Quels secteurs populaires participent aux manifestations et avec quels objectifs et orientations politiques ?
Les gens se sont levés pour exprimer leur colère contre des décennies d’injustice sociale et la mèche a été allumée par le mouvement étudiant fatigué de voir leurs parents se sacrifier pour payer leurs études. L’augmentation des tarifs de transport était la réforme qui était de trop et de là, un front de lutte s’est ouvert. Le mouvement étudiant a été l’avant-garde de cette insurrection, mais ce n’était pas un miracle, auparavant deux années de révolution féministe ont paralysé les universités, auparavant on a connu plusieurs années de lutte contre le système de retraite de l’AFP qui condamne les personnes âgées à la pauvreté, de même que l’évasion d’impôts du président Piñera, une série de collusions entre milieux économiques et politiques, bref, une accumulation de coups au bien-être des Chiliens. Bien que les manifestations soient pacifiques, les médias ne montrent que le chaos (souvent provoqué par l’armée), justifiant la militarisation. En fait, les médias ne communiquent pas sur les détentions et les disparitions postérieures, ils ne font que répéter un discours rayé comme un disque demandant un retour à la“normalité”. Les gens sont organisés en fédérations, en assemblée de voisins, en mouvements d’étudiants et de travail leurs.
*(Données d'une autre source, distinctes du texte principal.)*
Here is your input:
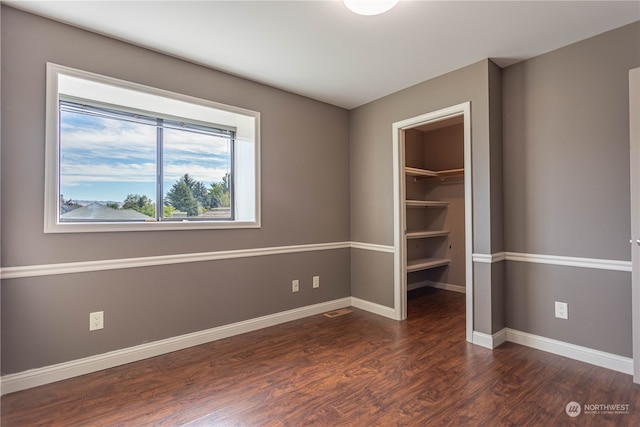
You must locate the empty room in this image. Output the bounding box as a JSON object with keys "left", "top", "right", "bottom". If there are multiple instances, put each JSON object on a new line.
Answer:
{"left": 1, "top": 1, "right": 639, "bottom": 425}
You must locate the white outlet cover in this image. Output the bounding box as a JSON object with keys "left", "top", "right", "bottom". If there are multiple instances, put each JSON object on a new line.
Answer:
{"left": 313, "top": 276, "right": 320, "bottom": 288}
{"left": 555, "top": 302, "right": 568, "bottom": 319}
{"left": 90, "top": 311, "right": 104, "bottom": 331}
{"left": 292, "top": 280, "right": 300, "bottom": 292}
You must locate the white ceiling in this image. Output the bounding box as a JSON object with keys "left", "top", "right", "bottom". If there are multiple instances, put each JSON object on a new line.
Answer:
{"left": 5, "top": 1, "right": 640, "bottom": 109}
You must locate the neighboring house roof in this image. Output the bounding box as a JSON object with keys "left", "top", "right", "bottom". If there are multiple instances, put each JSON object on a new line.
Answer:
{"left": 60, "top": 203, "right": 152, "bottom": 220}
{"left": 197, "top": 207, "right": 231, "bottom": 219}
{"left": 60, "top": 203, "right": 81, "bottom": 215}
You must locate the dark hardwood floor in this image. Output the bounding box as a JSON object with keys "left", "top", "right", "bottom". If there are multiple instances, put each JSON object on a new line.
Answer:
{"left": 2, "top": 287, "right": 639, "bottom": 426}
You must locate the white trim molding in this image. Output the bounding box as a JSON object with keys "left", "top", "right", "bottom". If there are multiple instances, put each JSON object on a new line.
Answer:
{"left": 504, "top": 328, "right": 633, "bottom": 375}
{"left": 630, "top": 66, "right": 640, "bottom": 384}
{"left": 472, "top": 251, "right": 631, "bottom": 272}
{"left": 1, "top": 241, "right": 395, "bottom": 280}
{"left": 472, "top": 329, "right": 507, "bottom": 349}
{"left": 1, "top": 297, "right": 352, "bottom": 396}
{"left": 472, "top": 252, "right": 506, "bottom": 263}
{"left": 350, "top": 297, "right": 396, "bottom": 319}
{"left": 473, "top": 328, "right": 632, "bottom": 374}
{"left": 350, "top": 241, "right": 395, "bottom": 253}
{"left": 504, "top": 252, "right": 631, "bottom": 272}
{"left": 392, "top": 102, "right": 474, "bottom": 340}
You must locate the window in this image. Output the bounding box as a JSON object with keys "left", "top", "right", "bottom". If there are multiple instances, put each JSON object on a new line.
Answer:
{"left": 59, "top": 101, "right": 235, "bottom": 222}
{"left": 45, "top": 63, "right": 260, "bottom": 233}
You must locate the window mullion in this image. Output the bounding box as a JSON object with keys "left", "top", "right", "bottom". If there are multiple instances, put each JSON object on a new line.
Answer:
{"left": 156, "top": 119, "right": 164, "bottom": 221}
{"left": 230, "top": 134, "right": 236, "bottom": 220}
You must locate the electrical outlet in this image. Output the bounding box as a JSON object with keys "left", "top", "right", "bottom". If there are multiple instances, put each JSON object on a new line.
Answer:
{"left": 90, "top": 311, "right": 104, "bottom": 331}
{"left": 292, "top": 280, "right": 300, "bottom": 293}
{"left": 313, "top": 276, "right": 320, "bottom": 288}
{"left": 555, "top": 302, "right": 568, "bottom": 320}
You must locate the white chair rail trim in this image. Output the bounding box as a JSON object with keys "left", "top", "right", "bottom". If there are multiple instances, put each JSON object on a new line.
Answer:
{"left": 1, "top": 241, "right": 397, "bottom": 279}
{"left": 472, "top": 251, "right": 631, "bottom": 272}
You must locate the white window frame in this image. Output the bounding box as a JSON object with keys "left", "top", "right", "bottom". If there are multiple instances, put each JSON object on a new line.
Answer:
{"left": 44, "top": 63, "right": 260, "bottom": 233}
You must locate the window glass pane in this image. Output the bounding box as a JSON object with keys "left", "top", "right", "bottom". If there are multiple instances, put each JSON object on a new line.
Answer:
{"left": 59, "top": 106, "right": 157, "bottom": 222}
{"left": 163, "top": 127, "right": 232, "bottom": 220}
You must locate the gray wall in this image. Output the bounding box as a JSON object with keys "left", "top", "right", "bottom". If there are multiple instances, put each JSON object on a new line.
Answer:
{"left": 488, "top": 60, "right": 506, "bottom": 333}
{"left": 349, "top": 59, "right": 503, "bottom": 335}
{"left": 350, "top": 60, "right": 494, "bottom": 250}
{"left": 348, "top": 20, "right": 640, "bottom": 345}
{"left": 502, "top": 21, "right": 640, "bottom": 356}
{"left": 2, "top": 249, "right": 350, "bottom": 373}
{"left": 0, "top": 7, "right": 351, "bottom": 374}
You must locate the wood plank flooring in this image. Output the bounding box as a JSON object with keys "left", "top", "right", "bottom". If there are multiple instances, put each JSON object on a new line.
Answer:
{"left": 2, "top": 287, "right": 639, "bottom": 426}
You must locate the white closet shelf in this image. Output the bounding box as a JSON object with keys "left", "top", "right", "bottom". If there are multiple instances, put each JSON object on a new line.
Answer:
{"left": 406, "top": 257, "right": 451, "bottom": 272}
{"left": 405, "top": 200, "right": 449, "bottom": 208}
{"left": 405, "top": 167, "right": 464, "bottom": 180}
{"left": 406, "top": 230, "right": 450, "bottom": 239}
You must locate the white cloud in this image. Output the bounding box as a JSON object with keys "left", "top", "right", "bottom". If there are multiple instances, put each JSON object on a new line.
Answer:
{"left": 164, "top": 163, "right": 229, "bottom": 184}
{"left": 164, "top": 130, "right": 231, "bottom": 156}
{"left": 61, "top": 118, "right": 157, "bottom": 155}
{"left": 61, "top": 162, "right": 156, "bottom": 186}
{"left": 60, "top": 114, "right": 231, "bottom": 190}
C’est un mouvement inclusif puisque de plus en plus de secteurs affectés de la société civile s’y joignent. C’est l’heure de la convergence des luttes. Il n’y a pas de leadership politique pour le moment. Si un parti osait se mettre à la tête du mouvement comme avant-garde dans le style marxiste-léniniste, il serait rejeté pour opportunisme. Peut-être que le peuple créera ses propres organes politiques… personne ne le sait.
Les rues d’Amérique latine semblent indiquer un nouveau réveil des peuples,quelle est votre position, si l’on considère les différentes évaluations par exemple par rapport à l’Equateur, où l’appareil a réussi à bloquer la vague de protestation avec le dialogue ?
Il est intéressant d’observer comment l’insurrection en Équateur a influencé l’insurrection populaire au Chili. J’oserais dire que cela nous a aidé à éliminer la peur et à se dire que rien n’est définitif. Il n’y a pas de mal qui dure cent ans, disons-nous… pas même en Equateur. Le néolibéralisme dépend de la résistance que les peuples lui opposent, et au Chili, comme en Amérique latine, les peuples n’ont jamais cessé de se battre. Bien qu’ils tombent parfois dans les pièges tendus par le pouvoir en place, ils leur donnent des bonbons pour les acheter, mais finalement les mouvements sociaux sont devenus les acteurs des changements. Sinon, ils ne tueraient pas leurs militants en Colombie et maintenant au Chili. Malgré tout, je reste optimiste car ce qui se passe, ce sont aussi des moments d’apprentissage populaire essentiels pour obtenir les victoires qui viennent et qui sont loin des caméras, des journalistes et des analystes politiques.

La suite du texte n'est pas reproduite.